Organizado pelo Mercat de les Flors de Barcelona, o encontro itinerante aconteceu de 10 a 13 de junho de 2010, no Museu Reina Sofia, em Madri. Anteriormente, já foi realizado em Barcelona (2007) e na Galícia (2008).

O mov-s em Madri foi organizado em conjunto com o Reina Sofia e reuniu mais de 500 profissionais de dança. O tema central desta edição foi o espectador. Foram analisados “os aspectos que tornam as pessoas espectadores ativos, capazes de reconhecer e valorizar a criação contemporânea”.

Para os organizadores, “o mov-s procura construir pontes entre artistas e organizações da dança e da arte do movimento, a fim de estabelecer formas naturais de encontro e colaboração.” Esta iniciativa do Mercat de Les Flors aposta, além disso, na investigação sobre formas de aumentar o público para a dança, e criar “uma relação diferente com o espectador também, baseada em outras formas de artes cênicas.”

A sessão de abertura foi presidida por Manuel Borja-Villel, diretor do Museu Reina Sofia; Bertram Müller Solano, presidente da Rede Europeia de Dança Casas e Casadesús Francesc, diretor do Mercat de Les Flors. Durante os dias de trabalho, o encontro abordou questões específicas, como o espectador como um sujeito ativo, práticas colaborativas, redes e comunidades, entre outros, apresentados em sessões plenárias e, em seguida, discutidos, mais de perto, nas oficinas que foram conduzidas simultaneamente. Os participantes puderam escolher livremente seu próprio caminho, de acordo com seus interesses temáticos.

Dentre tantas possibilidades, a Balletin Dance assistiu à apresentação do projeto de Redes Sociais, no qual o diretor Hans Tino explicou os objetivos do portal danza.es; Natacha Melo, do Uruguai, apresentou o movimiento.org e Dance Duacastilla Xavier e Jordi Cortés falaram sobre a Red Social de Danza Integrada.

Danza.es é um portal público criado para promover a dança.
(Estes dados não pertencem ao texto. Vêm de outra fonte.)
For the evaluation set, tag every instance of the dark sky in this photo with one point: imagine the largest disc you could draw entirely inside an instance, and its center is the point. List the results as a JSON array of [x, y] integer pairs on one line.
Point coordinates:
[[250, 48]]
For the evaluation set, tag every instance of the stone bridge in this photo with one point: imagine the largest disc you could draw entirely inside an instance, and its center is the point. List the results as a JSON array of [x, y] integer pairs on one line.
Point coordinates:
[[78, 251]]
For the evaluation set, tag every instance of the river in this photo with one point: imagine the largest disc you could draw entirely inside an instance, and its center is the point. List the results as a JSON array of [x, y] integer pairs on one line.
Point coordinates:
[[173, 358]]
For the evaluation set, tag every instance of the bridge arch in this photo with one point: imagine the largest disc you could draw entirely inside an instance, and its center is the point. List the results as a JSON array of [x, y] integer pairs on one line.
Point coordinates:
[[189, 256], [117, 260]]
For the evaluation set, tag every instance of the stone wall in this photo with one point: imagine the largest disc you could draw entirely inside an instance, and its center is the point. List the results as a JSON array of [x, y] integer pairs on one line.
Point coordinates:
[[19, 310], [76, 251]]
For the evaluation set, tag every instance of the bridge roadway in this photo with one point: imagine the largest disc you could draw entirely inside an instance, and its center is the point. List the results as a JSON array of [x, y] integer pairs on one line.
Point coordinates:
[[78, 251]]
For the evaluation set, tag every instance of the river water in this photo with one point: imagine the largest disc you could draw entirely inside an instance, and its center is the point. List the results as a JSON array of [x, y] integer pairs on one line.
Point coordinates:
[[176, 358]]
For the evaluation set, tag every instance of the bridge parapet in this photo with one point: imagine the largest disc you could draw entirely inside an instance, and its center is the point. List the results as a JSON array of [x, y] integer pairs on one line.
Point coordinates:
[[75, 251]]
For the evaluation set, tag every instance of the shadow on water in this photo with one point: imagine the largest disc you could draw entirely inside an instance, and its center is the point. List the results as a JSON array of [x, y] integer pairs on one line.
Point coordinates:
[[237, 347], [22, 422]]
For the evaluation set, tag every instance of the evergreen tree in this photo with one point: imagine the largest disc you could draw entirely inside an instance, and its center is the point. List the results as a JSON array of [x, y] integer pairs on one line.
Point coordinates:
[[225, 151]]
Pertence ao Instituto Nacional de Artes Cênicas e Música (INAEM), um organismo autônomo do Ministério da Cultura da Espanha que tem entre suas funções a promoção e divulgação de atividades musicais, letra, coreografia, teatro e circo. O site foi criado para ser uma ferramenta de divulgação para o trabalho de artistas espanhois e um ponto de encontro para profissionais e o público, onde eles podem se comunicar diretamente.
Já a rede movimiento.org reúne profissionais e organizações de dança latino-americanas. Foi criado pela Red Sudamericana de Danza, em parceria com o idanca.net e a Associação Cultural Panorama. Sua máxima é ‘fazer em conjunto’ e entre seus objetivos foram mencionados o fomento à auto-gestão, novos tipos de licenças na cultura digital, tecnologias de associação e o RSS, uma troca de conteúdo automática.
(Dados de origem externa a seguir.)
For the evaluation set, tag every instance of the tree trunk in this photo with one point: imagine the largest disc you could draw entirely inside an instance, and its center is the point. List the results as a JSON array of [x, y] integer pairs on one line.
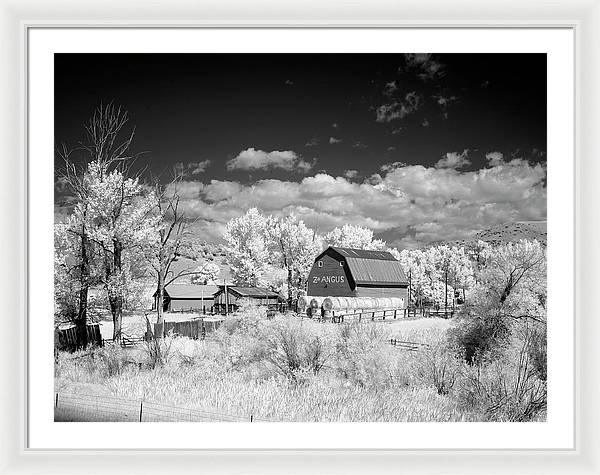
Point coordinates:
[[159, 305], [84, 271], [116, 299], [290, 285]]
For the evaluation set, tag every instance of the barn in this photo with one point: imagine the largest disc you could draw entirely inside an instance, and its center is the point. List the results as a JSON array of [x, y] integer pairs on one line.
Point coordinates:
[[229, 296], [345, 272], [187, 297]]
A Red Social de Danza Integrada é uma iniciativa recente. Representada pelo grupo Canduco, foi apresentada de forma animada e simpática por Duacastilla Xavier e Jordi Cortes, que contaram como organizaram a rede com esforços próprios, com o objetivo de preservar as possibilidades de pessoas com deficiência física, que “encontram na dança o instrumento necessário para desenvolver suas habilidades e expressão criativa, compartilhando-as com na mesma situação”.

Outra mesa que se destacou, principalmente por sua atualidade, foi a que discutiu as Redes Sociales Virtuales, apresentada pelo pesquisador e professor venezuelano radicado em Nova York, Marlon Barrios, que se dedica à produção experimental on-line. “Sua experiência mistura dança, ciências cognitivas e tecnologias interativas, e investiga a interseção da ação do movimento com as novas tecnologias da informação e a utilização de plataformas on-line para a colaboração criativa, a circulação de conhecimentos e a inovação social nas comunidades e os contextos translocais”.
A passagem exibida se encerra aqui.